Concrete Shader Walkthrough

This is the complete shader for the rainbow triangle. Every line is explained below.

struct VertexOutput {
    @builtin(position) clip_position: vec4<f32>,
    @location(0) vertex_color: vec3<f32>,
};

@vertex
fn vs_main(
    @location(0) position: vec3<f32>,
    @location(1) color: vec3<f32>,
) -> VertexOutput {
    var out: VertexOutput;
    out.clip_position = vec4<f32>(position, 1.0);
    out.vertex_color = color;
    return out;
}

@fragment
fn fs_main(input: VertexOutput) -> @location(0) vec4<f32> {
    return vec4<f32>(input.vertex_color, 1.0);
}

Line by line

struct VertexOutput { ... } — The interface between vertex and fragment stages. This struct defines everything the vertex shader sends downstream. It is the contract the rasterizer enforces.

@builtin(position) clip_position: vec4<f32> — The mandatory clip-space position output. The @builtin(position) annotation tells the GPU this value goes to the primitive assembly / rasterizer pipeline, not to another shader stage. The GPU reads this to know where each vertex sits in 3D space.

@location(0) vertex_color: vec3<f32> — An interpolant flowing from vertex to fragment stage. The @location(0) annotation labels this value with binding index 0. Any @location(0) output here becomes the @location(0) input to the fragment shader.

@vertex fn vs_main(...) — The vertex shader entry point. The @vertex attribute marks this as the function the vertex pipeline stage calls.

@location(0) position: vec3<f32> — Vertex buffer input at location 0. In Rust, the vertex buffer's first attribute is declared with shader_location: 0. This is the first half of the location contract: the Rust buffer layout and WGSL input must agree.

@location(1) color: vec3<f32> — Vertex buffer input at location 1. The second vertex attribute in the buffer. Each vertex stores two values: a 3-component position and a 3-component color, contiguous in memory.

var out: VertexOutput; — Local variable holding the shader output. WGSL requires explicit variable declarations.

out.clip_position = vec4<f32>(position, 1.0); — Wraps the 3D position in a [homogeneous coordinates] vec4 by appending w = 1.0. See [coordinate-systems.md] for why w = 1.0 is the identity for our triangle.

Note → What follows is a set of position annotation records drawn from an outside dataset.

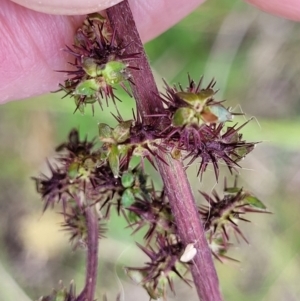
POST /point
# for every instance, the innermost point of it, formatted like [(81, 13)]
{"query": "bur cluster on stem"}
[(89, 178)]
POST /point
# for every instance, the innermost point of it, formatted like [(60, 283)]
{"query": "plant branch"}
[(88, 292), (176, 184)]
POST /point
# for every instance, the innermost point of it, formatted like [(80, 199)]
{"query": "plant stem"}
[(88, 293), (174, 177)]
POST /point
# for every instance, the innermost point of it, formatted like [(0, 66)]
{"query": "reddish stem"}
[(88, 292), (177, 187)]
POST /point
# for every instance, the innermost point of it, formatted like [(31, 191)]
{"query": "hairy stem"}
[(88, 293), (174, 177)]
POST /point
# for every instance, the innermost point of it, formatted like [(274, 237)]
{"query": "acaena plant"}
[(172, 130)]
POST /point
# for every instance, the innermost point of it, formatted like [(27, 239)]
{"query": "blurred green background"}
[(255, 59)]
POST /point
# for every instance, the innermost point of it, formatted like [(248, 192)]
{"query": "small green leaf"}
[(90, 66), (222, 113), (183, 116), (127, 198), (255, 202), (87, 87), (73, 170), (114, 72), (122, 131), (105, 132), (127, 179)]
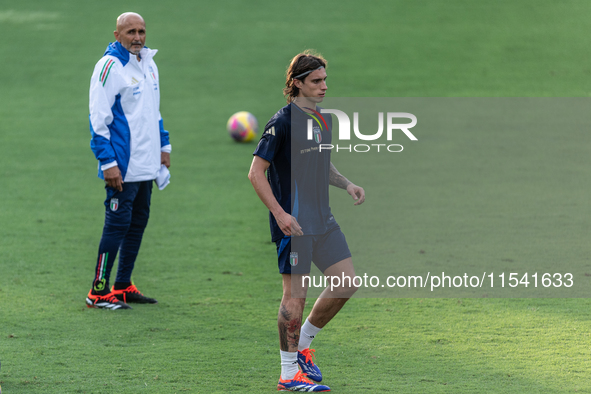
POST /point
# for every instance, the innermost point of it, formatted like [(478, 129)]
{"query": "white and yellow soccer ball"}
[(242, 126)]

out.vertex_color = color; — Passes the vertex color through to the fragment shader. No transformation needed — the color is already the final per-vertex color. The rasterizer will blend across the triangle surface.

@fragment fn fs_main(input: VertexOutput) -> ... — The fragment shader entry point. It receives one input struct per fragment. This struct contains the rasterizer's pre-interpolated values.

input.vertex_color — The color value, already blended by the rasterizer. If the current fragment is 70% close to the red vertex, 20% close to green, 10% close to blue, this value is (0.7*1.0 + 0.2*0.0 + 0.1*0.0, 0.7*0.0 + 0.2*1.0 + 0.1*0.0, 0.7*0.0 + 0.2*0.0 + 0.1*1.0) = (0.7, 0.2, 0.1). The interpolation was performed by hardware; the fragment shader does not compute it.

-> @location(0) vec4<f32> — The fragment shader output signature. @location(0) maps to the color attachment in the [pipeline] render pass. It is the pixel color written to the framebuffer.

vec4<f32>(input.vertex_color, 1.0) — Wraps the interpolated RGB color in vec4 by appending alpha = 1.0 (fully opaque). The framebuffer expects a 4-component color.

WGSL Source Embedding

In wgpu, the shader source code lives as a Rust string, embedded at compile time:

const SHADER_SOURCE: &str = include_str!("shader.wgsl");

include_str! reads the WGSL file during Rust compilation and inlines it as a &'static str. There is no runtime file I/O. The shader text is part of the binary. When you create the shader module via device.create_shader_module(), wgpu compiles the string to the platform's GPU intermediate format (SPIR-V, MSL, or DXIL). The compilation happens asynchronously on the [device] — you drive it to completion with a [device poll].

This is intentional: GPU drivers are slow to initialize file paths. Embedding the source at compile time is idiomatic wgpu and eliminates a class of runtime errors.